De termijn van bezwaar en beroep is begonnen op de datum waarop verweerder het bezwaarschrift heeft ontvangen, 19 juli 2018, en is geëindigd op de datum waarop deze uitspraak is gedaan, 25 mei 2021. De redelijke termijn van twee jaar is met (naar beneden afgerond) elf maanden overschreden. Van factoren die onder omstandigheden aanleiding kunnen geven overschrijding van de behandelingsduur gerechtvaardigd te achten, is geen sprake. Appellante heeft daarom recht op € 1.000,- schadevergoeding. Het College stelt vast dat de behandeling van het bezwaar meer dan een half jaar in beslag heeft genomen en dat de behandeling van het beroep meer dan anderhalf jaar heeft geduurd. De overschrijding van de redelijke termijn is dus zowel aan verweerder als aan het College toe te rekenen. Voor de berekening van het bedrag aan schadevergoeding dat voor rekening komt van verweerder en van de Staat, wordt de methode gevolgd die is uiteengezet in het arrest van de Hoge Raad van 19 februari 2016, ECLI:NL:HR:2016:252, en ook volgt uit de uitspraak van het College van 7 januari 2020, ECLI:NL:CBB:2020:1. Van de overschrijding is na afronden een periode van drie maanden toe te rekenen aan de bezwaarfase en het restant, een periode van acht maanden, wordt toegerekend aan de beroepsfase. De te vergoeden schade zal naar rato tussen verweerder en de Staat worden verdeeld. Het College zal daarom, op grond van artikel 8:88 van de Awb, verweerder veroordelen tot betaling van een bedrag van € 273,- (3/11 x € 1.000,-) en de Staat veroordelen tot betaling van een bedrag van € 727,- (8/11 x € 1.000,-).
Slotsom
7. Verweerder erkent onder 5.1 dat hij in het bestreden besluit ten onrechte niet is ingegaan op de individuele situatie van appellante, als gevolg waarvan dit besluit in strijd met artikel 7:12 van de Awb niet deugdelijk is gemotiveerd.

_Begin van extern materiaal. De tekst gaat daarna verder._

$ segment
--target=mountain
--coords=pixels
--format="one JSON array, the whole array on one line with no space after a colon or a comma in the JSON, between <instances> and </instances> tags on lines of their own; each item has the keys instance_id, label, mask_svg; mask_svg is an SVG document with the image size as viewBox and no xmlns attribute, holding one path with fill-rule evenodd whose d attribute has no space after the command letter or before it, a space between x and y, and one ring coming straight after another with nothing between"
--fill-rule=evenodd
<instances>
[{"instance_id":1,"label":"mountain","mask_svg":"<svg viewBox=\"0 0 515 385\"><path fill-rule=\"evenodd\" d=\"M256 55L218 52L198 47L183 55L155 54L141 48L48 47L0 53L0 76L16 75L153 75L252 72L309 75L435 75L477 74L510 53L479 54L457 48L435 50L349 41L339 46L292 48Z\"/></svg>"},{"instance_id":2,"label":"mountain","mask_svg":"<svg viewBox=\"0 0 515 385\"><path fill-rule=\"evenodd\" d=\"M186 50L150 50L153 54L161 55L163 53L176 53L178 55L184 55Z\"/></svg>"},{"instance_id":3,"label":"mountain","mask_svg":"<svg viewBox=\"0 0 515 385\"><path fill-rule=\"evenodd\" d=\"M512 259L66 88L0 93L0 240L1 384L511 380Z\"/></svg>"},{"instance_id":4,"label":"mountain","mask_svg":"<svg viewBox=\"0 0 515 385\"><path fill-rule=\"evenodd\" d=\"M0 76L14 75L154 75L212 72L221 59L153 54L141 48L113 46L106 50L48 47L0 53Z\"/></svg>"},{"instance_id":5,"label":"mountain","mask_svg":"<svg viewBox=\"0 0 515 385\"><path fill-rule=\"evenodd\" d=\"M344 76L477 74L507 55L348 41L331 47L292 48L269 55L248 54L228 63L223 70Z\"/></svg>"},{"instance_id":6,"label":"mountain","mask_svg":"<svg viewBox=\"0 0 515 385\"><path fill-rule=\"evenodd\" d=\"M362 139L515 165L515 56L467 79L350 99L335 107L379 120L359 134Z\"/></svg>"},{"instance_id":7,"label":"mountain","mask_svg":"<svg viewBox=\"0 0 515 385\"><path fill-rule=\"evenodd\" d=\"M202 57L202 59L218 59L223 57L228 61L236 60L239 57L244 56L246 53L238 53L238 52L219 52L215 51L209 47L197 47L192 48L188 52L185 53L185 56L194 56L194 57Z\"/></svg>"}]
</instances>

Het College ziet echter aanleiding om dit gebrek te passeren met toepassing van artikel 6:22 van de Awb, omdat aannemelijk is dat appellante door dit gebrek niet is benadeeld. Immers, met een deugdelijke motivering zou een besluit met gelijke uitkomst zijn genomen. Dit leidt ertoe dat het beroep ongegrond zal worden verklaard.
Proceskosten
8.1
In voornoemd gebrek ziet het College aanleiding te bepalen dat het door appellante betaalde griffierecht aan haar wordt vergoed en verweerder te veroordelen in de proceskosten van appellante in beroep. Deze kosten worden op grond van het Besluit proceskosten bestuursrecht voor de door een derde beroepsmatig verleende rechtsbijstand vastgesteld op
€ 1.870,- (1 punt voor het indienen van het beroepschrift, 1 punt voor het verschijnen ter zitting en 0,5 punt voor het verschijnen op de nadere zitting, met een waarde per 1 punt van
€ 748,-).
8.2
Ook wordt aanleiding gezien om verweerder en de Staat te veroordelen in de kosten van appellante in verband met het verzoek om schadevergoeding wegens overschrijding van de redelijke termijn. Deze worden vastgesteld op € 374,- (1 punt voor het indienen van het verzoek tot schadevergoeding, met een waarde per punt van € 748,- en wegingsfactor 0,5). Nu de overschrijding van de redelijke termijn zowel aan verweerder als aan het College is toe te rekenen, zullen verweerder en de Staat ieder voor de helft in de proceskosten van appellante worden veroordeeld.

Beslissing

Het College:
  • verklaart het beroep ongegrond;
  • veroordeelt verweerder tot betaling van een schadevergoeding aan appellante van € 273,-;
  • veroordeelt de Staat tot betaling van een schadevergoeding aan appellante van € 727,-;
  • bepaalt dat verweerder het betaalde griffierecht van € 345,- aan appellante dient te vergoeden;
  • veroordeelt verweerder in de proceskosten van appellante tot een bedrag van € 2.057,-.
  • veroordeelt de Staat in de proceskosten van appellante tot een bedrag van € 187,-.
Deze uitspraak is gedaan door mr. J.L. Verbeek, mr. M. van Duuren en mr. M.C. Stoové in aanwezigheid van mr. M.R. Broeze, griffier. De beslissing is in het openbaar uitgesproken op 6 juli 2021.
De voorzitter is verhinderd De griffier is verhinderd
de uitspraak te ondertekenen. de uitspraak te ondertekenen.